Defending the company's otherwise hands-off position on conspiracy theories to Recode editor Kara Swisher, Facebook founder Mark Zuckerberg sparked a wave of criticism Wednesday by saying the social network would allow Holocaust deniers a community on the platform.
"I just don't think that it is the right thing to say, 'We're going to take someone off the platform if they get things wrong, even multiple times,'" Zuckerberg said. "What we will do is we'll say, 'OK, you have your page, and if you're not trying to organize harm against someone or attacking someone, then you can put up that content on your page, even if people might disagree with it or find it offensive.'"
Márquez-Greene believes she's met that threshold of "organized harm" on the platform for half a decade.
"There was one page that was just five or six years of putting up pictures of parents. My daughter's picture was on there," she said. "One of them said, 'Why did you sell your daughter?'"
After years of Sandy Hook hoax pages living on Facebook's platform, a company spokesperson told NBC News that it had quietly pulled one of the largest pages, "The Hoax at Sandy Hook," which has 12,000 members, after the Feb. 14 shooting at Marjory Stoneman Douglas High School in Parkland, Florida, left 17 dead.
After Parkland, conspiracies calling some of the dead students and survivors "crisis actors" saturated the platform — a nearly identical accusation to the one leveled at Sandy Hook parents.
Graney said she had immediately snatched up "The Hoax at Sandy Hook" name shortly after the Parkland shooting to prevent the page from reappearing, but similar Sandy Hook hoax groups still live on Facebook under different names.
A new policy says that Facebook "will remove content that purposefully targets private individuals with the intention of degrading or shaming them," but it does not apply to public figures.
"We do primarily rely on people reporting stuff to us," the Facebook spokesperson said. "We do rely on users to report this content, and we look at where we technology can help us fill these gaps."
Neither Márquez-Greene nor Graney had been alerted to the policy shift.
When asked if the company algorithmically flagged content with "hoax" or "crisis actor" alongside names of prominent recent tragedies to the company's moderation team, the Facebook spokesperson said it did not, but it is considering future technological solutions.
The spokesperson said the company has had internal discussions about a potential hotline or a formalized way t for victims of high-profile attacks to talk to an actual company representative, but it may not be possible with a user base of 2 billion people.
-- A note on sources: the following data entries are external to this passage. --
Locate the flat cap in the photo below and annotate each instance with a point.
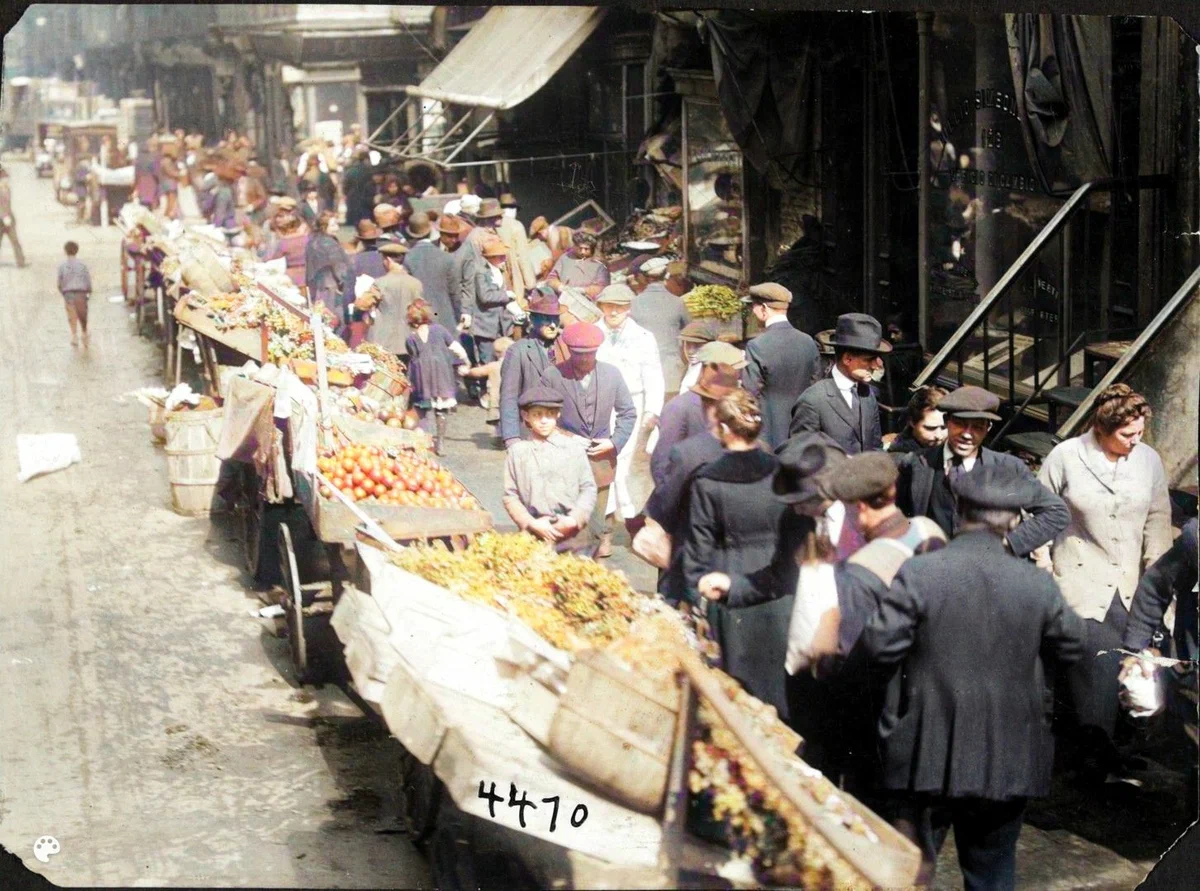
(540, 396)
(862, 477)
(619, 294)
(999, 488)
(970, 402)
(699, 332)
(720, 353)
(394, 249)
(768, 292)
(582, 336)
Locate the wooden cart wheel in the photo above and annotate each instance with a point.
(420, 795)
(293, 604)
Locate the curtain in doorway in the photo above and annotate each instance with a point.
(1062, 77)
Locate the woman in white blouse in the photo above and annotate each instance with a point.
(1121, 522)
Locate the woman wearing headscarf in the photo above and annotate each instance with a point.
(1120, 524)
(580, 268)
(327, 267)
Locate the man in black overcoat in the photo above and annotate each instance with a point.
(781, 363)
(924, 485)
(843, 405)
(965, 729)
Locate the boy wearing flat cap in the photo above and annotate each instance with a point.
(966, 734)
(843, 405)
(549, 489)
(923, 488)
(781, 363)
(593, 394)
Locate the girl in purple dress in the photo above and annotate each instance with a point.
(435, 356)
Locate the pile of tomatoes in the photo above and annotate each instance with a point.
(393, 477)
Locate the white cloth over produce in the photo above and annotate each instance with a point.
(45, 453)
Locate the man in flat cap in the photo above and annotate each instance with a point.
(397, 289)
(966, 729)
(684, 416)
(924, 488)
(549, 488)
(593, 395)
(432, 267)
(843, 405)
(781, 363)
(527, 359)
(659, 309)
(634, 352)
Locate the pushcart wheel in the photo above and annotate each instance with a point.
(293, 604)
(420, 795)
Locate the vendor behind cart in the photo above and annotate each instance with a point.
(549, 488)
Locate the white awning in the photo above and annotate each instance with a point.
(509, 54)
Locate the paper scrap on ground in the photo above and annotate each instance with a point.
(45, 453)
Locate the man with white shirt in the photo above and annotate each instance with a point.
(635, 353)
(843, 406)
(923, 488)
(781, 363)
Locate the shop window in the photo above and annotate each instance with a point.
(714, 192)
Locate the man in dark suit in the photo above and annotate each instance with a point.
(843, 405)
(527, 359)
(781, 363)
(593, 393)
(433, 268)
(966, 727)
(925, 477)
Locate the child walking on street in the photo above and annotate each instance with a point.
(75, 285)
(433, 354)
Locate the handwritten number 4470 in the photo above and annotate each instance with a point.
(579, 814)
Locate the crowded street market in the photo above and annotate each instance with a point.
(703, 449)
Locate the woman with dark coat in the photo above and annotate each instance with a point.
(735, 525)
(327, 267)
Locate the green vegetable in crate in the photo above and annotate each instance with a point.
(713, 302)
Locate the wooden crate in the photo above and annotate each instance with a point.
(616, 729)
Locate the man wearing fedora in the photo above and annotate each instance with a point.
(965, 728)
(526, 360)
(432, 267)
(843, 405)
(924, 486)
(397, 291)
(781, 363)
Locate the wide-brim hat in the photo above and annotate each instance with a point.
(419, 225)
(857, 330)
(367, 231)
(489, 209)
(803, 460)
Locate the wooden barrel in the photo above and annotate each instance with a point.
(192, 465)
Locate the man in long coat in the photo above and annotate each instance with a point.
(781, 363)
(925, 477)
(966, 727)
(843, 405)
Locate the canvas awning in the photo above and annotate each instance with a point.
(509, 54)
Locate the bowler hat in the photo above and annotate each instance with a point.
(801, 460)
(540, 396)
(715, 382)
(720, 353)
(419, 225)
(544, 302)
(619, 294)
(768, 292)
(366, 231)
(862, 477)
(997, 488)
(857, 330)
(970, 402)
(582, 338)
Facebook said it had also been in touch at one point with those who run the charity Sandy Hook Promise, and that it is now deploying "stakeholder engagement teams" in the wake of tragedies that they hope will work "on the ground" with local victims groups and law enforcement to keep conspiracy theories off the platform.
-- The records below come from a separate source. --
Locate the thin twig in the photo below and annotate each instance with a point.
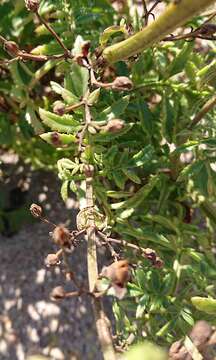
(101, 320)
(85, 127)
(50, 29)
(146, 252)
(146, 14)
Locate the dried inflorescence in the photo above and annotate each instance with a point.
(52, 259)
(62, 236)
(32, 5)
(36, 210)
(119, 274)
(58, 293)
(122, 83)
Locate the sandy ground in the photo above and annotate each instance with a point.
(30, 323)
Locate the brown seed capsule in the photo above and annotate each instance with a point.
(122, 83)
(114, 126)
(11, 47)
(119, 274)
(52, 260)
(59, 108)
(62, 236)
(36, 210)
(58, 293)
(32, 5)
(85, 48)
(88, 170)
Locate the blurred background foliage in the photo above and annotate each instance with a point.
(155, 181)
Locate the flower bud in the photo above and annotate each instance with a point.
(59, 108)
(55, 139)
(52, 260)
(114, 126)
(58, 293)
(61, 236)
(88, 170)
(11, 47)
(122, 83)
(36, 210)
(32, 5)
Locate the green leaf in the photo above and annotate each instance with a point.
(31, 117)
(132, 175)
(93, 97)
(115, 110)
(168, 118)
(79, 80)
(204, 304)
(146, 351)
(58, 140)
(109, 136)
(179, 61)
(141, 194)
(64, 190)
(63, 124)
(67, 95)
(146, 117)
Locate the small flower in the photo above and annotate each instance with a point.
(52, 260)
(114, 126)
(32, 5)
(62, 236)
(11, 47)
(59, 108)
(122, 83)
(36, 210)
(58, 293)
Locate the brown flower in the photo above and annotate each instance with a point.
(58, 293)
(32, 5)
(119, 274)
(52, 260)
(62, 236)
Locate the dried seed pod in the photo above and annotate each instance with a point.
(208, 29)
(36, 210)
(12, 48)
(52, 260)
(119, 274)
(59, 108)
(58, 293)
(114, 125)
(62, 236)
(85, 48)
(88, 170)
(122, 83)
(32, 5)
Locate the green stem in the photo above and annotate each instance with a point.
(174, 16)
(101, 320)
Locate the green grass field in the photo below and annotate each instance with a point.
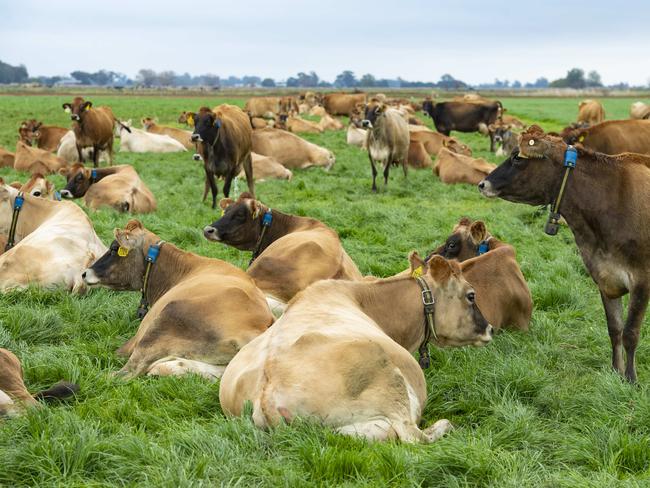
(531, 409)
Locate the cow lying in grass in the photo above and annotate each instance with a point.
(119, 187)
(14, 397)
(54, 242)
(289, 253)
(202, 310)
(341, 354)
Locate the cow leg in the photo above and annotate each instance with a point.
(614, 315)
(636, 311)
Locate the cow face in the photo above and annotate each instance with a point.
(123, 265)
(458, 321)
(239, 226)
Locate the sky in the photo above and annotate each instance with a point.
(475, 41)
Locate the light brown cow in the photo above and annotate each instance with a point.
(182, 136)
(591, 112)
(341, 354)
(290, 150)
(118, 187)
(202, 310)
(458, 168)
(14, 397)
(290, 255)
(34, 160)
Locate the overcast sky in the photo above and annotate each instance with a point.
(475, 41)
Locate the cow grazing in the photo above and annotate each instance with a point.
(491, 267)
(463, 116)
(289, 254)
(182, 136)
(591, 112)
(54, 242)
(341, 353)
(225, 134)
(388, 139)
(290, 150)
(118, 187)
(605, 205)
(14, 396)
(454, 168)
(613, 136)
(201, 311)
(93, 127)
(34, 160)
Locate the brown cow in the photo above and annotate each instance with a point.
(606, 206)
(292, 253)
(93, 127)
(456, 168)
(14, 397)
(119, 187)
(202, 310)
(591, 112)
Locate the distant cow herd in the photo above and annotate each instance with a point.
(302, 309)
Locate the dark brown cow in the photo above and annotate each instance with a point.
(93, 127)
(606, 206)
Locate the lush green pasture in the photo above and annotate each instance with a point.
(531, 409)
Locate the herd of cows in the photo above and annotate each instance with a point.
(302, 309)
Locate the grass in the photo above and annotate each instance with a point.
(531, 409)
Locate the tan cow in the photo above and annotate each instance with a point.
(454, 168)
(182, 136)
(54, 243)
(118, 187)
(290, 255)
(201, 310)
(591, 112)
(14, 397)
(290, 150)
(34, 160)
(341, 354)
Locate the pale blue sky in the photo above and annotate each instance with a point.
(475, 41)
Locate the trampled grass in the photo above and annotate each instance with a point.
(531, 409)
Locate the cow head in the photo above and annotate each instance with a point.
(239, 226)
(122, 266)
(77, 108)
(458, 321)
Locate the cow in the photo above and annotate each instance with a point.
(342, 103)
(225, 134)
(490, 266)
(198, 312)
(289, 252)
(454, 168)
(290, 150)
(388, 139)
(591, 112)
(53, 242)
(93, 127)
(341, 353)
(14, 396)
(118, 187)
(463, 116)
(34, 160)
(182, 136)
(613, 136)
(639, 110)
(605, 205)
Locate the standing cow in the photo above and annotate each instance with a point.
(388, 139)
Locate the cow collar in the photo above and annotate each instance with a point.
(570, 160)
(152, 256)
(267, 220)
(18, 205)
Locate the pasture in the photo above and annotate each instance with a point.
(531, 409)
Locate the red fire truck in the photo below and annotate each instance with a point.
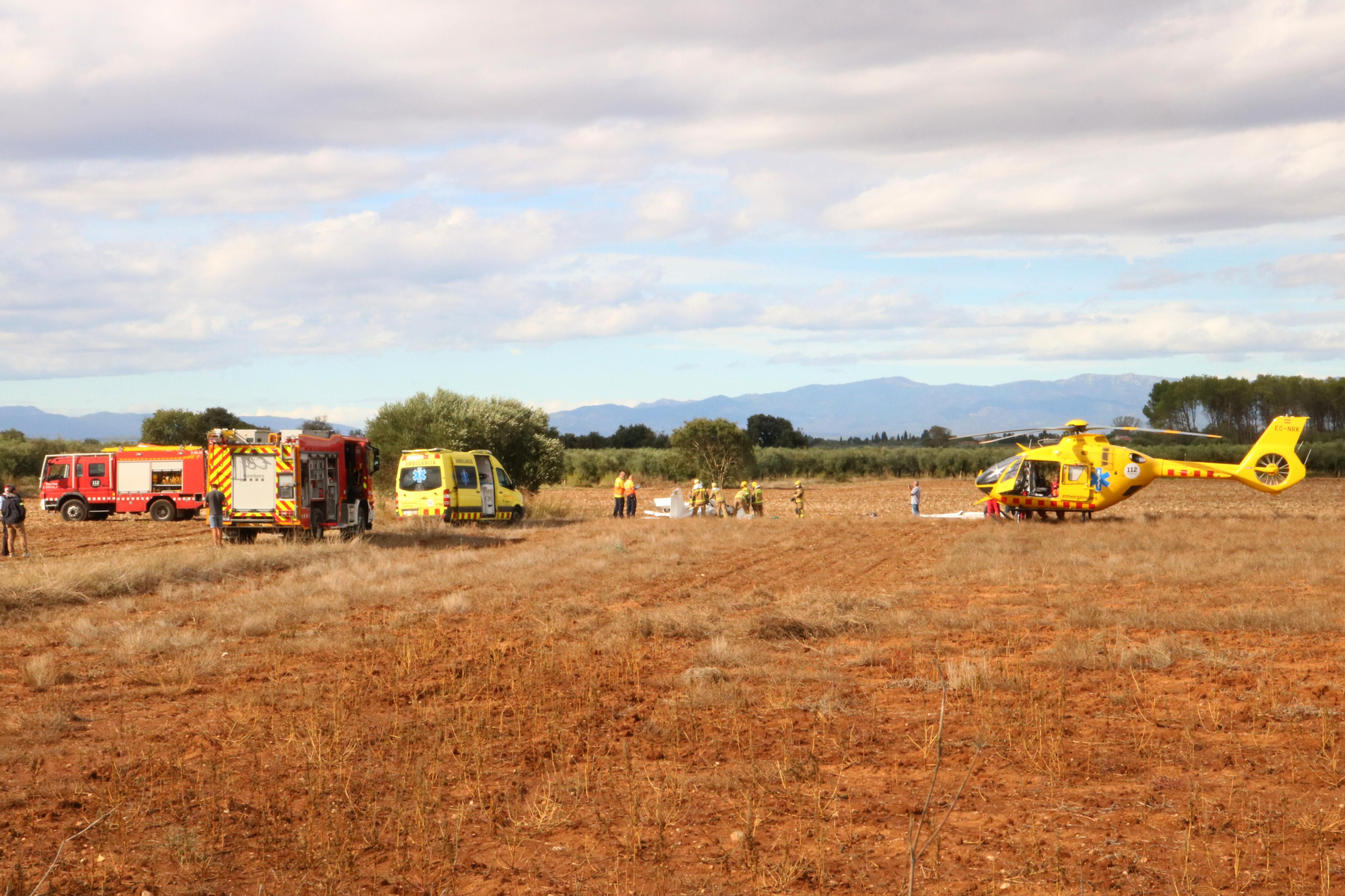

After Márquez-Greene tweeted last Friday about her disappointment that "not only did Facebook allow for the Sandy Hook Hoax page to stay up, they suggested it (her) 'a page you may be interested in' based on geographic algorithms," the Facebook spokesperson said the company reached out to Márquez-Greene about her experience.
Both Márquez-Greene and Graney said that Facebook relies too much on users — who are often personally affected by tragedy — to grapple with scammers and trolls posting inflammatory and gory pictures of dead family members.
"We're asking people not just to bury loved ones, but to deal with fake pages, fake asks for money, fake pictures, and we relied entirely on volunteers," Márquez-Greene said. "Even with volunteers, it was still hard."
Márquez-Greene has two requests for the social media company.
"I just wish there was a 1-800 number and a round-table discussion with people who have been impacted by their policies," she said.